Theodore Rex - Edmund Morris [156]
After a two-hour lunch, officially described as “social,” Cannon left Sagamore Hill smiling, hinting that he might consider some currency reform in a future session. But when he stopped off in New York, en route to his home in Illinois, he showed no inclination to reassure Wall Street further on that score. “I could not get him to visit a single banker,” Congressman Lucius Littauer wrote Roosevelt. “His constant reiteration was that a time of financial panic was not one in which to discuss the necessity of financial legislation.”
No sooner had Cannon left town on 23 July than a serious collapse in share values began on Wall Street. Banks canceled credit, and syndicates unloaded their reserve investments of high-grade securities. U.S. Steel common dropped by more than 50 percent. Frantic for more funds, the syndicates put up their newer, underwritten offerings, and got almost nothing for them. J. P. Morgan’s United States Shipbuilding Company went bankrupt, as did the hundred-million-dollar Consolidated Lake Superior. Four major brokers went out of business.
Like ripples round a dropped stone, waves of desperation ringed outward, but shallowly, failing to shake the calm depths of general investment. Cannon had gotten—perhaps even brought on—the “rich man’s panic” he wanted. Secretary Shaw wrote to reassure Roosevelt, as did James Clarkson: “The country is prosperous every place else except Wall Street, and perhaps the Street is all the better for this experience.”
So while stockbrokers raged, blaming the Administration’s antitrust policies—“This is a market on which John D. Rockefeller could not borrow on Standard Oil”—Roosevelt kept cool in white flannels. He had discovered a new sport, cricket, and spent many hours with a British professional, learning the difference between topspins, long-hops, and silly mid-ons.
A THOUSAND MILES SOUTH, the white Democrats of Mississippi prepared to cast their primary votes for Governor and Senator. James K. Vardaman’s vicious rhetoric had somehow turned the contest into one between “Rooseveltism” and racism. On 9 August, the President decided to issue his long-delayed “utterance,” in the form of a public letter to Winfield T. Durbin of Indiana.
“My dear Governor Durbin,” he wrote, “permit me to thank you as an American citizen for the admirable way in which you have vindicated the majesty of the law by your recent action in reference to lynching.” (Durbin had not only dispelled rioters with troops, but proclaimed the right of a black murderer to a fair trial.) “All thoughtful men,” Roosevelt continued, “must feel the gravest alarm over the growth of lynching in this country, and especially over the peculiarly hideous forms so often taken by mob violence when colored men are the victims—on which occasions the mob seems to lay most weight, not on the crime but on the color of the criminal.”
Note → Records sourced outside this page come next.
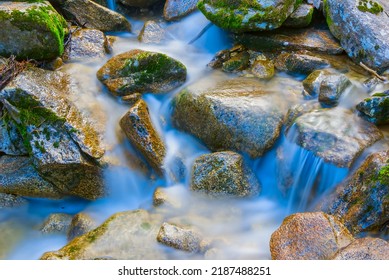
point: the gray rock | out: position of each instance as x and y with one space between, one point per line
179 238
19 177
56 223
223 174
139 129
176 9
364 249
361 27
362 201
337 136
86 44
309 236
238 115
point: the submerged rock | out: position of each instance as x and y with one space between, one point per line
179 238
176 9
92 15
248 15
142 71
309 236
362 201
139 129
223 174
375 108
337 136
239 115
119 237
362 28
31 30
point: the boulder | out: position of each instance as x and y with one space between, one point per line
223 174
125 235
362 201
335 135
139 129
176 9
247 15
367 248
31 30
142 71
361 27
309 236
238 115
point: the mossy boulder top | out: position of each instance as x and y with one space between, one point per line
139 71
247 15
31 30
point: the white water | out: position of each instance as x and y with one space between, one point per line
245 225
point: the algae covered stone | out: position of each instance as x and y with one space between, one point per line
247 15
31 30
142 71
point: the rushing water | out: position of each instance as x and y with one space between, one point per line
291 177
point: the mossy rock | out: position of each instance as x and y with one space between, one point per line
31 30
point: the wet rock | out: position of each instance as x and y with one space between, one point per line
361 27
176 9
376 108
92 15
31 30
142 71
119 237
19 177
301 17
63 142
56 223
310 39
179 238
362 201
243 16
80 224
10 200
139 129
152 33
309 236
239 115
365 249
223 174
337 136
86 44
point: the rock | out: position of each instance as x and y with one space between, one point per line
179 238
310 39
362 201
223 174
238 115
337 136
31 30
139 129
56 223
119 237
176 9
63 142
361 27
10 200
301 17
309 236
375 109
152 33
92 15
19 177
86 44
364 249
80 224
142 71
251 15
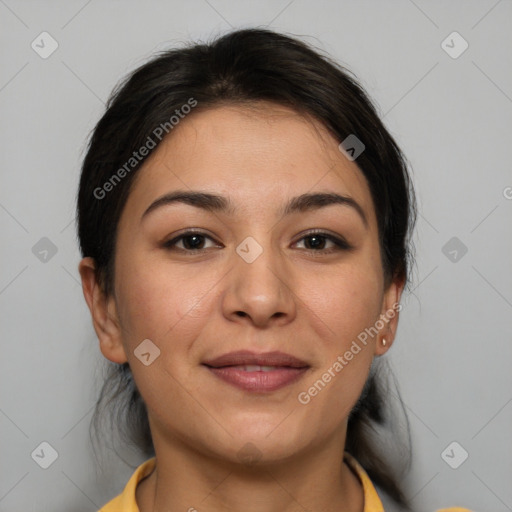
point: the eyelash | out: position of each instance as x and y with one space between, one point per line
340 244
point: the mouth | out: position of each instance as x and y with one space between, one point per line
257 373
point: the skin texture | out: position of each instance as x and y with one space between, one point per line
309 304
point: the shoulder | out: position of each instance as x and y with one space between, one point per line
454 509
372 499
126 502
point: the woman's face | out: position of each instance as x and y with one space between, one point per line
254 278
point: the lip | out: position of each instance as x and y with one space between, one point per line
241 369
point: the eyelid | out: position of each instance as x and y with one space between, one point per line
339 241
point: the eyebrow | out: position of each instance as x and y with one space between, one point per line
216 203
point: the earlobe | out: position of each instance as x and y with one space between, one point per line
389 315
105 322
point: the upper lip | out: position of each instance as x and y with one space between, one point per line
246 357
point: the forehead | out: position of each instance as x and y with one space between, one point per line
257 155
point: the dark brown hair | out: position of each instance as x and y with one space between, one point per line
244 66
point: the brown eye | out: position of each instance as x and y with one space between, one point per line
191 241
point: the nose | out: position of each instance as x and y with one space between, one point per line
260 292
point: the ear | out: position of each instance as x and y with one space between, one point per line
103 312
389 315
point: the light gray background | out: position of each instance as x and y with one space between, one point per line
452 117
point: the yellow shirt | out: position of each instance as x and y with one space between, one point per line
125 502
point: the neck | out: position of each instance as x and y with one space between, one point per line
187 480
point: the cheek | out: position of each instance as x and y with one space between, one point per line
163 302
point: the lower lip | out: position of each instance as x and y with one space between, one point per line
258 381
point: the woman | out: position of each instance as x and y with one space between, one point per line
244 219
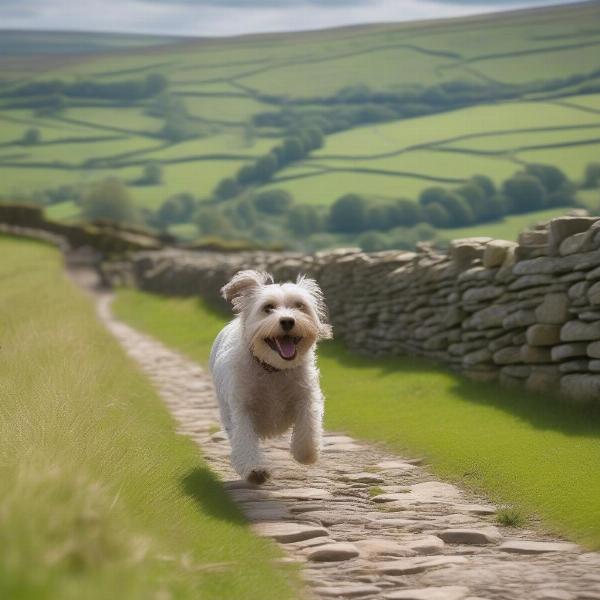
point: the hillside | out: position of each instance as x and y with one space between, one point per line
399 108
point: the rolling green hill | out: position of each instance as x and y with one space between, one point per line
402 107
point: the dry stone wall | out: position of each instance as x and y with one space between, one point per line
526 313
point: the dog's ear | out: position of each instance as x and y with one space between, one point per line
242 285
312 287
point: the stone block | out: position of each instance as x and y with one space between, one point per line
541 334
564 351
495 252
535 354
553 310
508 356
581 388
580 331
562 228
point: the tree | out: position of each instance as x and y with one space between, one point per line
591 176
32 136
348 214
227 188
373 241
315 137
152 174
436 215
273 202
247 174
109 199
265 167
303 220
552 178
485 183
525 193
431 195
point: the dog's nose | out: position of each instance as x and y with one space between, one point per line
286 323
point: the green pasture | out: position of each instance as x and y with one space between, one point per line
461 126
99 496
507 228
224 108
220 82
532 452
231 141
323 189
122 117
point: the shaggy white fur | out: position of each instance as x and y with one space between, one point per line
264 368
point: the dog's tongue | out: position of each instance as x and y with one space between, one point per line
286 346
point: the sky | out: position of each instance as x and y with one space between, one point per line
232 17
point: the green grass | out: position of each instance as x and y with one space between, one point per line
99 497
510 517
509 47
538 455
506 229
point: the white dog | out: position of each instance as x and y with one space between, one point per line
264 368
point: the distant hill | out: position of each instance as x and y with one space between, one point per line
383 111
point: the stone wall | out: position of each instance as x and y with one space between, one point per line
105 237
525 313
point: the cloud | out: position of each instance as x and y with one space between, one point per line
230 17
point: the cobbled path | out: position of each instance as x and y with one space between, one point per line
365 523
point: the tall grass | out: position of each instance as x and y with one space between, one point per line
99 498
531 452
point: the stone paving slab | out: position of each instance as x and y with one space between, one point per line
424 540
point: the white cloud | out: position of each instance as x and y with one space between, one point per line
228 17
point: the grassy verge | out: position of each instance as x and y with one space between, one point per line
99 498
534 453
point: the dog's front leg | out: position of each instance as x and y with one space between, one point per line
246 455
306 437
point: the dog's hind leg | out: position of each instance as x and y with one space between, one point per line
246 455
306 436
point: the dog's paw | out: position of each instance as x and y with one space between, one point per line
305 456
258 476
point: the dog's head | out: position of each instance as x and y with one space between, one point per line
281 322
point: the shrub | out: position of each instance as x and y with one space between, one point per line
436 214
304 220
373 241
111 200
265 167
227 188
552 178
348 214
293 149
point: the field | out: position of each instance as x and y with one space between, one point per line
99 497
541 459
533 96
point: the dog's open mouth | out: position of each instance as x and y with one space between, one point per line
284 345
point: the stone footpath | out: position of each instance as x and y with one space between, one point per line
365 523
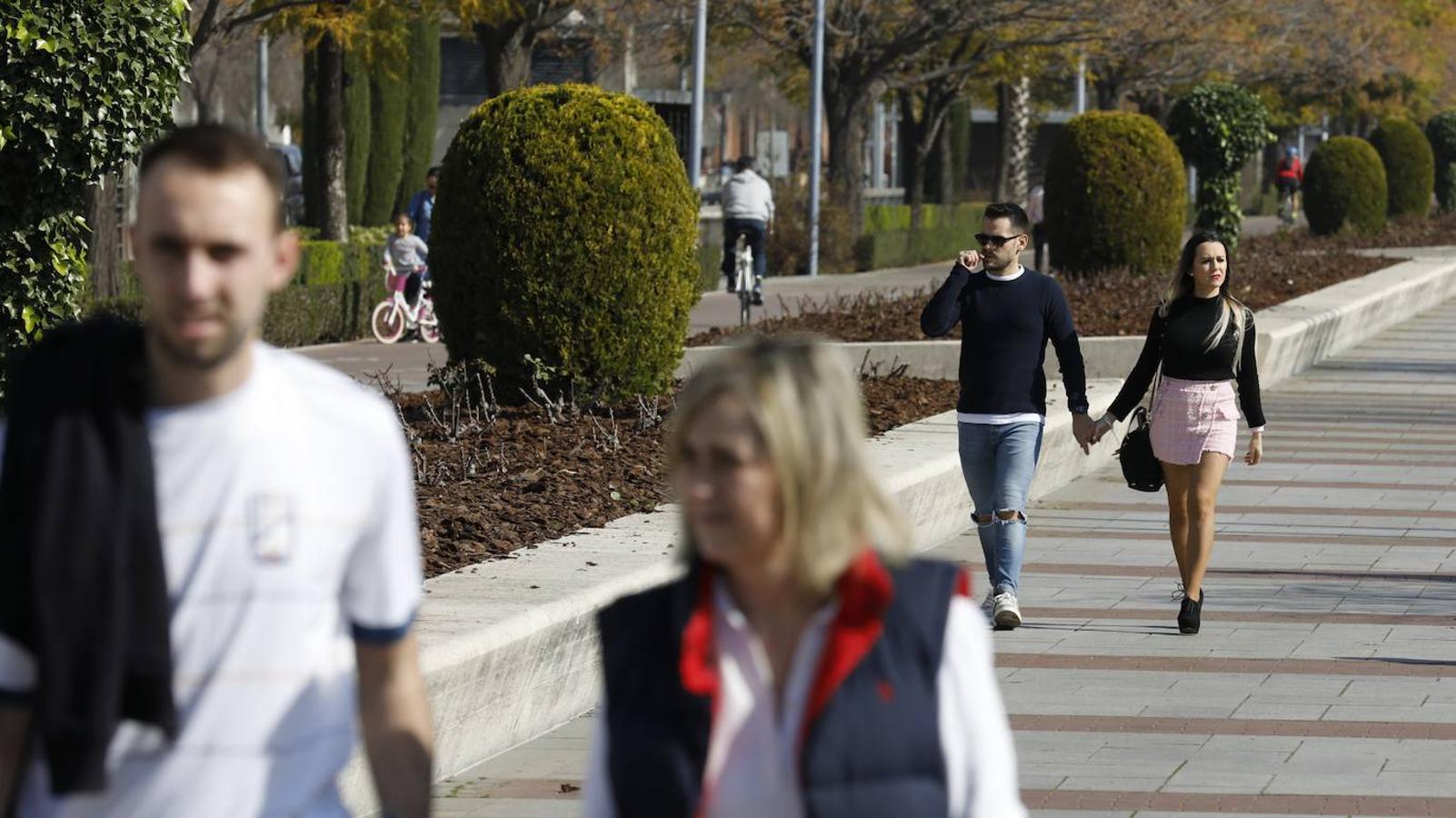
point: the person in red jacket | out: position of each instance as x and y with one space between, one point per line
1287 178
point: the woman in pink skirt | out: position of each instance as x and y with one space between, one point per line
1203 339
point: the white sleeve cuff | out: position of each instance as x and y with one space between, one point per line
18 668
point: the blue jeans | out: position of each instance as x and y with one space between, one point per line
998 464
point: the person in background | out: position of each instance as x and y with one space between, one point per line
208 551
804 664
747 212
405 256
1289 176
1008 314
423 205
1203 339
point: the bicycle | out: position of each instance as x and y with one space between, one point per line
743 280
394 316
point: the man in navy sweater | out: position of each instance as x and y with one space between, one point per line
1008 314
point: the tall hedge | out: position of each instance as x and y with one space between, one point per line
565 234
1344 188
357 131
386 157
1218 127
421 108
85 85
1441 131
1114 194
1410 166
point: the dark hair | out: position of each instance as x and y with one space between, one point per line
217 149
1011 212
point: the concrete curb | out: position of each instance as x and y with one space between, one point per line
1105 357
1305 331
515 655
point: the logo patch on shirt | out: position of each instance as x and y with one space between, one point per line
271 527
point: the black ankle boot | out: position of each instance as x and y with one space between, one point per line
1192 614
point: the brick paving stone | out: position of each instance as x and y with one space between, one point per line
1325 679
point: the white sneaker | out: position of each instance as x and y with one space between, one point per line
1008 614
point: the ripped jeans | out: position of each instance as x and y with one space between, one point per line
998 464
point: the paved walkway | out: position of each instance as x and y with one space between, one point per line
1324 682
408 364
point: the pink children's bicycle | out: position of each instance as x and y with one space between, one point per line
394 316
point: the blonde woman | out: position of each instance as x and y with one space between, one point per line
1203 339
804 664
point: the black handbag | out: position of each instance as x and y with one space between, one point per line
1141 467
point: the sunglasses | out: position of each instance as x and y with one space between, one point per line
992 242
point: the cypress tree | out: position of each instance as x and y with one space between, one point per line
423 108
387 109
357 131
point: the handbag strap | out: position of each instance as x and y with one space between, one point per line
1158 375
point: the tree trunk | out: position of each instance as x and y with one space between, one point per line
1108 94
1002 118
507 51
334 220
942 145
312 165
911 137
844 116
104 251
1015 125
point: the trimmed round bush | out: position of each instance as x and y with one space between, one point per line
1218 127
1114 194
1441 131
1344 188
563 244
1410 166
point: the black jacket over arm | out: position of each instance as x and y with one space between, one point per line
82 581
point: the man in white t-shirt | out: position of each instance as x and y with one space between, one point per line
284 504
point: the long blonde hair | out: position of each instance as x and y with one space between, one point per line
1233 310
810 414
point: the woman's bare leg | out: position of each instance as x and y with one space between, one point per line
1203 496
1178 481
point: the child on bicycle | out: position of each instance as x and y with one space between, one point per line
405 256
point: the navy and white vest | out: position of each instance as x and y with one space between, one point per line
871 743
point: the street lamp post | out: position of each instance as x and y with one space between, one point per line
694 143
815 131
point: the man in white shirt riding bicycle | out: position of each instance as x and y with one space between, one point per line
747 212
In a minority of cases—fewer than one in four—lynch victims were guilty of rape, “a crime horrible beyond description.” Yet rape’s very bestiality required that society respond to it in a civilized fashion. Roosevelt was at his most impassioned when he commented on the sadistic quality of lynchings:
There are certain hideous sights which when once seen can never be wholly erased from the mental retina. The mere fact of having seen them implies degradation.… Whoever in any part of our country has ever taken part in lawlessly putting to death a criminal by the dreadful torture of fire must forever after have the awful spectacle of his own handiwork seared into his brain and soul. He can never again be the same man.